- Supreme Court of the United States

Decided April 17, 2012
- Full case name: Caraco Pharmaceutical Laboratories, Ltd. v. Novo Nordisk A/S
- Citations: 566 U.S. 399 (more)

Holding
- A generic manufacturer may employ the counterclaim provision of the Hatch-Waxman Act to force correction of a use code that inaccurately describes the brand's patent as covering a particular method of using a drug.

Court membership
- Chief Justice John Roberts Associate Justices Antonin Scalia · Anthony Kennedy Clarence Thomas · Ruth Bader Ginsburg Stephen Breyer · Samuel Alito Sonia Sotomayor · Elena Kagan

Case opinions
- Majority: Kagan, joined by unanimous
- Concurrence: Sotomayor

Laws applied
- Drug Price Competition and Patent Term Restoration Act of 1984

= Caraco Pharmaceutical Laboratories, Ltd. v. Novo Nordisk A/S =

Caraco Pharmaceutical Laboratories, Ltd. v.

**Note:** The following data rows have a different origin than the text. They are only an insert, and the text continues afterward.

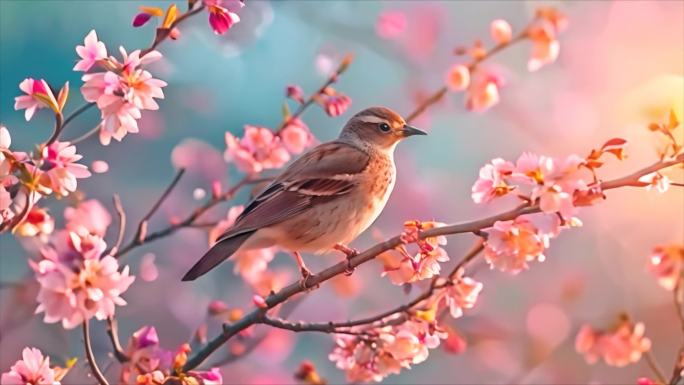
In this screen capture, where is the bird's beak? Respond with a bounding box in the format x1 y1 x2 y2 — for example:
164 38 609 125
401 125 427 138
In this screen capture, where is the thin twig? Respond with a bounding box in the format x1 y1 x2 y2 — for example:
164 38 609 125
183 155 684 372
107 316 130 362
83 320 109 385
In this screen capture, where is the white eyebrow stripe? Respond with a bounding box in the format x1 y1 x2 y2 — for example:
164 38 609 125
358 115 387 123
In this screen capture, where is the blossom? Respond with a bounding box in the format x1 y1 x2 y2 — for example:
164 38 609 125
74 29 107 72
471 158 515 203
204 0 244 35
489 19 513 44
81 47 167 145
39 141 90 196
0 348 60 385
438 269 482 318
279 119 314 154
648 244 684 290
31 231 135 329
224 125 290 174
639 172 670 194
375 10 407 39
14 78 63 122
446 64 470 92
465 74 501 112
64 199 112 237
484 217 546 274
575 319 651 367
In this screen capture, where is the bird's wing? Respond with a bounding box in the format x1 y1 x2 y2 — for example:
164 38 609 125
219 141 370 239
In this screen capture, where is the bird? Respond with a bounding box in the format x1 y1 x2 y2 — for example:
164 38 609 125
182 106 427 287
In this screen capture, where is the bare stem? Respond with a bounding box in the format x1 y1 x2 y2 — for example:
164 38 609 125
83 320 109 385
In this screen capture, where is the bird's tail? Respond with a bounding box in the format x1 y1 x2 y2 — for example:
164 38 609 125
183 231 254 281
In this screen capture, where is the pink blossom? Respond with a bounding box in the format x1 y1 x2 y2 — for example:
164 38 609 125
575 319 651 367
81 47 167 145
204 0 242 35
224 125 290 174
648 244 684 291
64 199 112 237
471 158 515 203
0 348 60 385
440 269 482 318
14 78 59 122
375 10 407 39
40 141 90 196
32 231 135 329
484 218 545 274
639 172 670 194
74 29 107 72
446 64 470 92
465 74 500 112
489 19 513 44
279 119 314 154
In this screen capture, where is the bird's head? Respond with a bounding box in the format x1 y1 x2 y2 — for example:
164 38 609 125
340 107 427 149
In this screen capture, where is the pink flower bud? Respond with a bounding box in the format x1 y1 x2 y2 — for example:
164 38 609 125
446 64 470 92
489 19 513 44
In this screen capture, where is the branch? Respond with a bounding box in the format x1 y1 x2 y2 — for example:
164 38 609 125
183 155 684 372
83 320 109 385
107 316 130 363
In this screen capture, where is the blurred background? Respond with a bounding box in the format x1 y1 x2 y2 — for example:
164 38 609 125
0 0 684 384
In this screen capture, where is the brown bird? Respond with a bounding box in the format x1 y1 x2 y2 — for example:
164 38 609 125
183 107 426 286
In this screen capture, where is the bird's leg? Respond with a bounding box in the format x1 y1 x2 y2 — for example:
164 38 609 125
292 251 313 290
333 243 359 275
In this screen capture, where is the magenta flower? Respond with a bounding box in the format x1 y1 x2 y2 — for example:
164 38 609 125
31 231 135 329
14 78 58 122
74 29 107 72
0 348 59 385
39 142 90 196
204 0 244 35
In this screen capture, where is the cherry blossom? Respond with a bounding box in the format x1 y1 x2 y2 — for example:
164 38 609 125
575 319 651 367
648 244 684 290
31 231 135 329
224 125 290 174
74 29 107 72
0 348 60 385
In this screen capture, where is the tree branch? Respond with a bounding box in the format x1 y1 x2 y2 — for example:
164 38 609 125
183 155 684 372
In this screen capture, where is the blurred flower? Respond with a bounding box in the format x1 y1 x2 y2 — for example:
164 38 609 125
15 206 55 237
484 217 546 274
471 158 515 203
203 0 244 35
224 125 290 174
648 244 684 290
489 19 513 44
81 41 166 145
64 199 112 237
74 29 107 72
14 78 64 122
639 172 670 194
575 319 651 367
0 348 60 385
279 119 314 155
446 64 470 92
30 231 135 329
375 10 406 39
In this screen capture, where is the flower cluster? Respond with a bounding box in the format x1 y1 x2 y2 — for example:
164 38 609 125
0 348 68 385
120 326 223 385
329 317 447 382
74 30 166 145
379 220 449 285
30 225 135 329
648 244 684 291
575 317 651 367
446 7 567 111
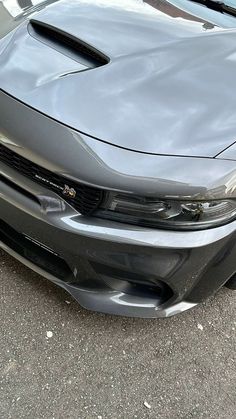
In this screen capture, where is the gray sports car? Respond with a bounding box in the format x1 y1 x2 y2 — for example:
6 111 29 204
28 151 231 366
0 0 236 317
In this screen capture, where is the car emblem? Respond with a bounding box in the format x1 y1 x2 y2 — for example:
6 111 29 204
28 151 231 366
62 185 76 198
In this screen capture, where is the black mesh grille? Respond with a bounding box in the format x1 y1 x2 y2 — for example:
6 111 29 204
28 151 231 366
0 144 103 215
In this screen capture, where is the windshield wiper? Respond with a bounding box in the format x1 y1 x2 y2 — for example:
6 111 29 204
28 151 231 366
190 0 236 16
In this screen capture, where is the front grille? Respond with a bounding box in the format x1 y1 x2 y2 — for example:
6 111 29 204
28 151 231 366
0 144 103 215
0 219 72 281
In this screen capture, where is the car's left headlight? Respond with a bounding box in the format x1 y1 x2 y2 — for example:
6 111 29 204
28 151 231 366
97 193 236 230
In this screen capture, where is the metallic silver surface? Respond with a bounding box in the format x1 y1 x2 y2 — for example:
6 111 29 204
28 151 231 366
0 0 236 317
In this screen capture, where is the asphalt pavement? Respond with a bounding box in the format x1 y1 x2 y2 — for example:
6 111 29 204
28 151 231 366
0 251 236 419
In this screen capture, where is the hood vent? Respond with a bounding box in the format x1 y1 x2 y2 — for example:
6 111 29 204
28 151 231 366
28 19 109 68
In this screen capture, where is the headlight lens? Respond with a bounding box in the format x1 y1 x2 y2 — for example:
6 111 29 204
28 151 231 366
98 193 236 230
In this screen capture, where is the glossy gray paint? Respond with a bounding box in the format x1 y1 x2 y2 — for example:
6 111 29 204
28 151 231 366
0 1 236 317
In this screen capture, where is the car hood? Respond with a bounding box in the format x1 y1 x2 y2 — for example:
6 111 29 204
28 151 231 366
0 0 236 157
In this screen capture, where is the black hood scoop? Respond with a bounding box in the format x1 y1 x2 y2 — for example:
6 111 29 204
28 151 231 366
28 19 109 68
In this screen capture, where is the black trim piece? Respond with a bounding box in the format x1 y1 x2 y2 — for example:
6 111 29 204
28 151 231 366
28 19 110 68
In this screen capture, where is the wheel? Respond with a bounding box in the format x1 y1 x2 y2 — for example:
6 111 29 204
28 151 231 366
225 274 236 290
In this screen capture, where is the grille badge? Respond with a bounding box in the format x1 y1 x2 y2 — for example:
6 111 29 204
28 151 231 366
35 175 77 199
62 185 76 198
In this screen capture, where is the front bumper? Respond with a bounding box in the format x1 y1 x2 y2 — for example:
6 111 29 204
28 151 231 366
0 167 236 317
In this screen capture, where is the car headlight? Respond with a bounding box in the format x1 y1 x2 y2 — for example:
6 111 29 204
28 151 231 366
97 193 236 230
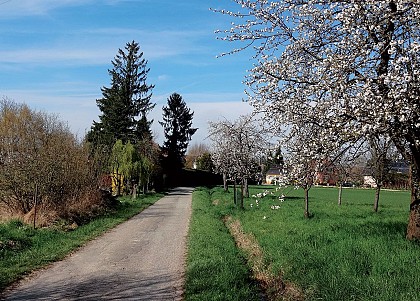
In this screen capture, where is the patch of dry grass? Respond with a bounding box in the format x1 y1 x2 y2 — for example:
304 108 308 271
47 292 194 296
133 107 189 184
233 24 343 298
223 216 304 301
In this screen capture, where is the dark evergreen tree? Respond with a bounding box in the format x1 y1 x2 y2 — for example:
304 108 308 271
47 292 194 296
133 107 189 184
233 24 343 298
159 93 197 172
87 41 155 146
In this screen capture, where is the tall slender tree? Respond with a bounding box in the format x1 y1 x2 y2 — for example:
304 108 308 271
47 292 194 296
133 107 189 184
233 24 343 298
87 41 155 147
159 93 197 171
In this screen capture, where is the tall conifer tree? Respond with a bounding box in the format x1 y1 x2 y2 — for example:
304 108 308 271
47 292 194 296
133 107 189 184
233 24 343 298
87 41 155 147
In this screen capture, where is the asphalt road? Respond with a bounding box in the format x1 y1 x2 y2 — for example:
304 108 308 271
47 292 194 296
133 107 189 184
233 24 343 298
1 188 193 300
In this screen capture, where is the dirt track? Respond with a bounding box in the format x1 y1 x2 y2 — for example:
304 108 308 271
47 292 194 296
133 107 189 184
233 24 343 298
1 188 193 300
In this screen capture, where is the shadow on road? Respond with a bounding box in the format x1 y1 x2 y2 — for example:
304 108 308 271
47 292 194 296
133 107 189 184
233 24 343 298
0 274 181 301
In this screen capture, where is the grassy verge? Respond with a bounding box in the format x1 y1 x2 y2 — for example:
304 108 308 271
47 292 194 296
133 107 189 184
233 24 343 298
0 194 162 292
218 187 420 301
184 188 260 301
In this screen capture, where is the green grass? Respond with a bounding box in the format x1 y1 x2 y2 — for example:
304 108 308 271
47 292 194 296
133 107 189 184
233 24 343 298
184 188 260 301
225 186 420 301
0 194 162 292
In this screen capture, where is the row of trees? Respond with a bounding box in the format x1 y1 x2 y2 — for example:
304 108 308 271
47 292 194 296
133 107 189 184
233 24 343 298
0 41 197 223
0 98 101 224
219 0 420 239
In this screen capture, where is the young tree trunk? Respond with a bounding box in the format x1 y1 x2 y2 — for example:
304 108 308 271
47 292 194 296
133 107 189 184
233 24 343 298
233 178 238 206
242 179 249 198
131 184 137 200
305 186 310 218
373 184 382 212
240 179 245 209
338 182 343 206
407 160 420 240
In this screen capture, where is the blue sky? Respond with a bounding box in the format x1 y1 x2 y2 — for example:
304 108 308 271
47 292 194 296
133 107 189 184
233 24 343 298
0 0 252 143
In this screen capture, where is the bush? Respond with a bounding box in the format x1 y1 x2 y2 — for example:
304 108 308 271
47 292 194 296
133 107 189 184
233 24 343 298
0 99 101 222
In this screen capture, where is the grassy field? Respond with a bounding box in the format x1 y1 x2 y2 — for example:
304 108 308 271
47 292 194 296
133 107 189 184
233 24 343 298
184 188 260 301
190 186 420 301
0 194 162 292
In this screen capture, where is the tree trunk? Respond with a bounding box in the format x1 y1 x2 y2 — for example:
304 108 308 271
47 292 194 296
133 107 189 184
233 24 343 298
233 179 238 206
242 179 249 198
373 184 382 212
131 184 137 200
223 173 229 192
407 160 420 240
305 187 310 218
338 182 343 206
240 179 245 209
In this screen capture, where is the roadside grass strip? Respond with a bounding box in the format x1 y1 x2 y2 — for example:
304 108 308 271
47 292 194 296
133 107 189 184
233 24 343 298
224 216 304 301
184 188 261 301
0 194 163 297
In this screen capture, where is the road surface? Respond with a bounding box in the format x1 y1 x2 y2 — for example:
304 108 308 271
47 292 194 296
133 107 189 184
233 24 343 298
3 188 193 301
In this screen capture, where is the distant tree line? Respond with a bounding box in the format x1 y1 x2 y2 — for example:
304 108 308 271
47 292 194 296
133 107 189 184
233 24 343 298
0 41 197 225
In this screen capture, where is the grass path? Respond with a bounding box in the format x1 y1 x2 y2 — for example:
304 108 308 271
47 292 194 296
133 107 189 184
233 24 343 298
187 186 420 301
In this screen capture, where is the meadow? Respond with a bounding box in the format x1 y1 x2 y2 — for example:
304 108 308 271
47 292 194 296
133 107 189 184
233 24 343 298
0 194 162 292
187 186 420 301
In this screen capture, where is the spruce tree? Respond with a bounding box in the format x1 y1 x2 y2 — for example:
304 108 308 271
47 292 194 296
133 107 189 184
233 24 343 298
159 93 197 172
87 41 155 147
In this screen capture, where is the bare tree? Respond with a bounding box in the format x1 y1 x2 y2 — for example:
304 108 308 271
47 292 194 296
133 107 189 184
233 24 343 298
215 0 420 239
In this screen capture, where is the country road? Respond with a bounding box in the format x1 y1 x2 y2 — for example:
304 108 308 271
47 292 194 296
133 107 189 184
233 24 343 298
0 188 193 300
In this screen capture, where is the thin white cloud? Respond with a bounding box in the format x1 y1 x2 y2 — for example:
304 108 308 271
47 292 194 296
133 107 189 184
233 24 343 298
0 28 212 65
0 0 95 19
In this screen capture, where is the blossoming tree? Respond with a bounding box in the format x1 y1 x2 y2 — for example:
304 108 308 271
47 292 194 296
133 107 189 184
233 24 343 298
215 0 420 239
209 115 270 208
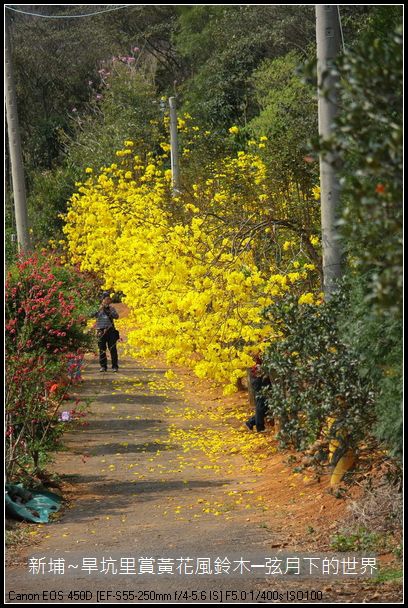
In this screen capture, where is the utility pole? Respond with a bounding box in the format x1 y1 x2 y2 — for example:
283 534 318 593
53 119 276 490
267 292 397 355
169 97 180 196
315 4 341 300
4 16 30 252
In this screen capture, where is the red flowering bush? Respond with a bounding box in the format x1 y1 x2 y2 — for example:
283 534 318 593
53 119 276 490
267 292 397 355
5 254 97 478
6 255 95 355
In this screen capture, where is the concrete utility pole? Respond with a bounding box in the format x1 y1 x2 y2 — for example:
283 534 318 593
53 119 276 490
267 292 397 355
315 4 341 300
4 16 30 251
169 97 180 196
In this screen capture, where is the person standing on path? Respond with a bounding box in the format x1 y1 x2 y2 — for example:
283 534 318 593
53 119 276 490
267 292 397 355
92 291 119 372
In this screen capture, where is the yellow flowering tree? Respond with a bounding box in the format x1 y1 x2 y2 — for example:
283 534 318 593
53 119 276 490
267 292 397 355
64 121 316 393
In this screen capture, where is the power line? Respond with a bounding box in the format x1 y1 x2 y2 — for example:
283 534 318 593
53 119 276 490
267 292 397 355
4 4 134 19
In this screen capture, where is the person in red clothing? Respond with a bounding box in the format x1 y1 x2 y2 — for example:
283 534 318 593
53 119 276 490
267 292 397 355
245 355 271 433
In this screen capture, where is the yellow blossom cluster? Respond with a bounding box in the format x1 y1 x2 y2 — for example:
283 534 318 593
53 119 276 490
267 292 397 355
64 137 314 394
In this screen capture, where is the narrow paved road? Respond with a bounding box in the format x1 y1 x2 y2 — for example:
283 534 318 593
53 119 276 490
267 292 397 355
6 360 280 603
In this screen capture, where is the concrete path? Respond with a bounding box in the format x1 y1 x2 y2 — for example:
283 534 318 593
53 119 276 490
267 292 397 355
6 360 278 603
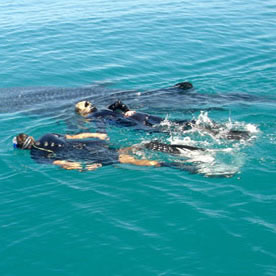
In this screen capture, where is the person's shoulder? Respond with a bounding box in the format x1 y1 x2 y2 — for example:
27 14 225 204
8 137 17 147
91 109 122 117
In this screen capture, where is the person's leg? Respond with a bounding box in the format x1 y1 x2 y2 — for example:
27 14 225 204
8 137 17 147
119 154 161 167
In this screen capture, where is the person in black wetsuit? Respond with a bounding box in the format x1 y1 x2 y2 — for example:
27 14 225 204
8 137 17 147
13 133 163 170
75 100 249 140
13 130 207 172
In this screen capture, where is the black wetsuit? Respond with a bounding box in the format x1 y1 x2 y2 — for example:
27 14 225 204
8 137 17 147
86 109 137 128
31 133 118 165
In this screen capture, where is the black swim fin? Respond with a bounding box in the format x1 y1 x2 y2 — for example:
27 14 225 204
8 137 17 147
144 141 205 154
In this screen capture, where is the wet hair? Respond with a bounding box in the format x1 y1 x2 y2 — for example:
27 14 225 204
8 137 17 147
16 133 33 149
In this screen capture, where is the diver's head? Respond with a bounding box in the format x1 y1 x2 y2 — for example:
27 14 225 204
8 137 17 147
12 133 35 149
75 101 97 116
108 100 129 113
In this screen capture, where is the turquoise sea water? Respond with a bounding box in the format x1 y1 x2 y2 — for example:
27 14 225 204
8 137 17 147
0 0 276 276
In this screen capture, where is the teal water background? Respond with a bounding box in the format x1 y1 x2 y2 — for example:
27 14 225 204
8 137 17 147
0 0 276 276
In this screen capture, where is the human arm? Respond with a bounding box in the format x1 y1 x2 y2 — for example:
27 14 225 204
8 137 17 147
65 132 108 140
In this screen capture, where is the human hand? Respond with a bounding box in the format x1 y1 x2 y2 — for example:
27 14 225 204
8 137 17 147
125 110 136 117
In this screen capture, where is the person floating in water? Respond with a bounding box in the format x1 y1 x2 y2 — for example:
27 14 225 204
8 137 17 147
13 130 207 171
75 100 249 140
13 133 163 171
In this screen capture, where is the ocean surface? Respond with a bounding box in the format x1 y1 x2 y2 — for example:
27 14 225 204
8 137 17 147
0 0 276 276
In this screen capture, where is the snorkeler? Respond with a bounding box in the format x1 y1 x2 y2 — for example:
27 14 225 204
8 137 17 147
75 100 249 140
13 133 160 170
13 130 205 173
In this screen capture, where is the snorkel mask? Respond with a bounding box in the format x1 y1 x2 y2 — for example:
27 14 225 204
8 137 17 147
12 135 33 149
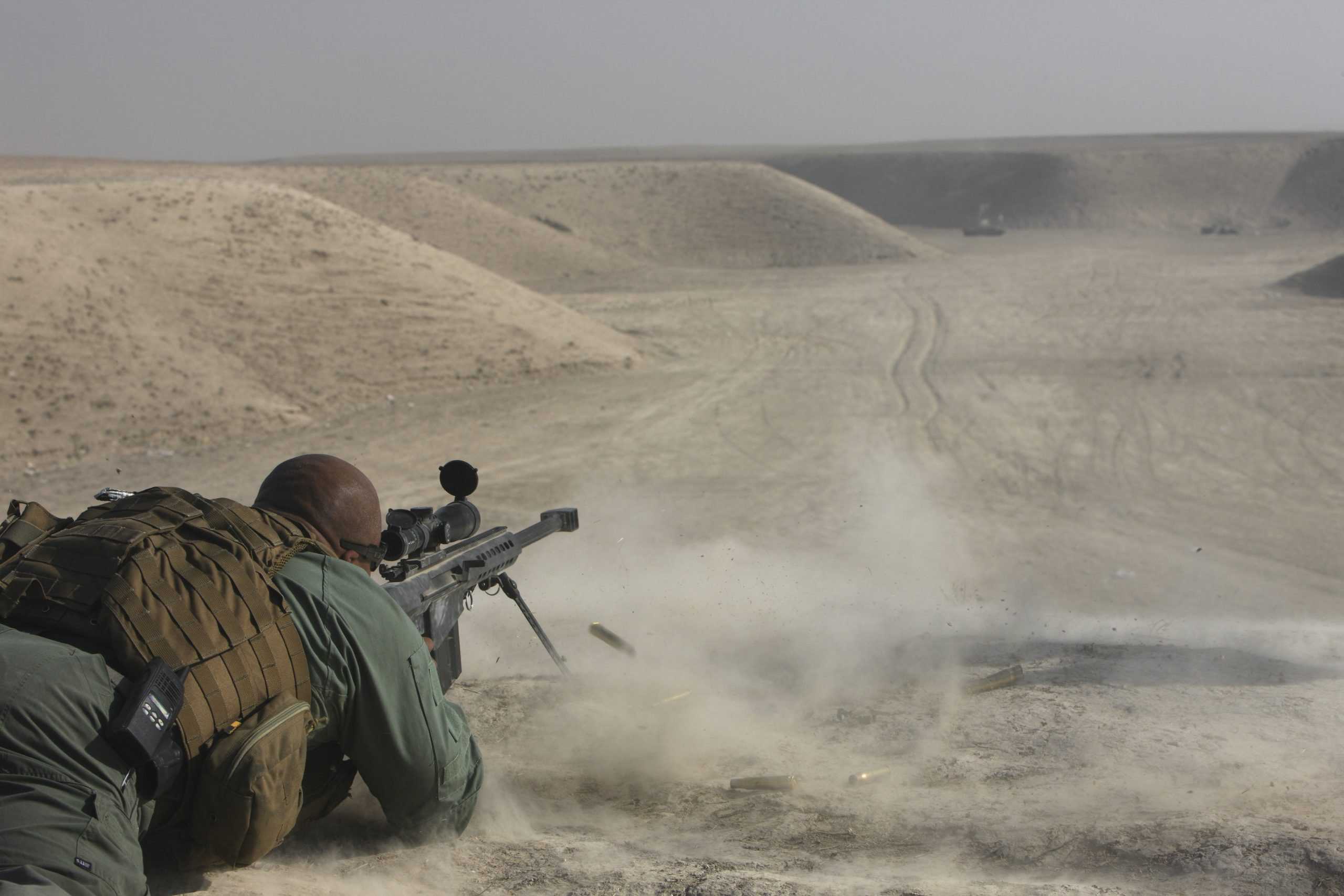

Novo Nordisk A/S, , was a United States Supreme Court case in which the court held that a generic manufacturer may employ the counterclaim provision of the Drug Price Competition and Patent Term Restoration Act of 1984 to force correction of a use code that inaccurately describes the brand's patent as covering a particular method of using a drug.